Thursday, January 6, 2011

I've died to many things and many things have died in me.

I've died to many things and many things have died in me. Far from Weltschmerz. My romantic passion of pushing forward and falling, falling and falling until a crash. Still giving faith to a comfortable end. Pursuing a better teaching, more learning, and a wide-spread seduction. A seduction to others, a seduction to instill others in a love for another place. A new Jerusalem, a higher knowledge, the end to cycles. A cycle of reincarnations, rebirths, new deaths, "stinketh" no more. Away from cyclical forms and finally determined reach of the spiral staircase.

Every time, once again, to find it dies within me. Stumbling gracefully into the Penrose. Wholly ascending and descending... holy ascending/descending... graciously ascending-descending... A perpetual cyclonic machine, the canary in the coal mine. Awaiting the tune to drop. Inseparable naivety to the inseparable ego. Perhaps lost or found in wonderful disillusionment or utter bliss.

I killed IT. My dear brothers as I was, quick to listen, slow to speak and slow to become angry at times. Others I was also, hardly listening, johnny on the spot to speak and the same was I in anger.
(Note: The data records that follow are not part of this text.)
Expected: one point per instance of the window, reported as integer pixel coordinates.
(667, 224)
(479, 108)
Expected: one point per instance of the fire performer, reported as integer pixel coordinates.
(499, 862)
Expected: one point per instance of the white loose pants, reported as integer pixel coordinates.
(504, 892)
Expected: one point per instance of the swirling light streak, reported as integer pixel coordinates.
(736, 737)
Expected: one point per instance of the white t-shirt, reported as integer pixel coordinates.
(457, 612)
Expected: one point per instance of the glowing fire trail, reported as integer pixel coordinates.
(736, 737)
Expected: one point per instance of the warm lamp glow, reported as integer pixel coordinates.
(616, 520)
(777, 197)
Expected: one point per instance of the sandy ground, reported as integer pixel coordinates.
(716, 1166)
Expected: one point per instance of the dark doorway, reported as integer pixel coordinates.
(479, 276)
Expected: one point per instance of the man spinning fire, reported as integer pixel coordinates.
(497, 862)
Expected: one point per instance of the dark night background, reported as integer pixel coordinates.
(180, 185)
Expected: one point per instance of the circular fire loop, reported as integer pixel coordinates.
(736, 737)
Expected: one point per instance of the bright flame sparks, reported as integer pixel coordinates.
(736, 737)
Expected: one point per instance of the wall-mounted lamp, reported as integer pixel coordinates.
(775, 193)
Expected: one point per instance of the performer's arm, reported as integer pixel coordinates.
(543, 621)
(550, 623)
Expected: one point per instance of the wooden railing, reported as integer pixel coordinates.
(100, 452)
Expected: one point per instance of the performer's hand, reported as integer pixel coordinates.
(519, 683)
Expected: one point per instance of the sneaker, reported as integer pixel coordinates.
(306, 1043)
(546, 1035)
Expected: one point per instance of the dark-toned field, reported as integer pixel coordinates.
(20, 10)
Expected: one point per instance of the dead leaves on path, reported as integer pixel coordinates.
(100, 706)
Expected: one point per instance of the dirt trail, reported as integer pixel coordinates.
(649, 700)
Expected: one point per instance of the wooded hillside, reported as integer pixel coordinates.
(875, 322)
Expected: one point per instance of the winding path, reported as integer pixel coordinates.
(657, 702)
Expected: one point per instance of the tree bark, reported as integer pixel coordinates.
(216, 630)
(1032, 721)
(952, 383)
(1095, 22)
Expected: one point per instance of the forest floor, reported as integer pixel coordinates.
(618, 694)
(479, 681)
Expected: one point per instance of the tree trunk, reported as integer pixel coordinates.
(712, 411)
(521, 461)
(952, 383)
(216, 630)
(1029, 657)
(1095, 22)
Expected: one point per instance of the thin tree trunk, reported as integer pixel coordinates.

My anger did not produce righteousness that was desired. The moral filth and evil that was prevalent to me wasn't accepting any words planted in me and never saved me. At the moment, neither did the words I accept save me for they caused more confrontation. They are me'rely words with many definitions we argued and debated. Even though I use them now.

I do still wish to listen, speak well and rarely be angry. To just be and love, to just be and love... as was originally intended.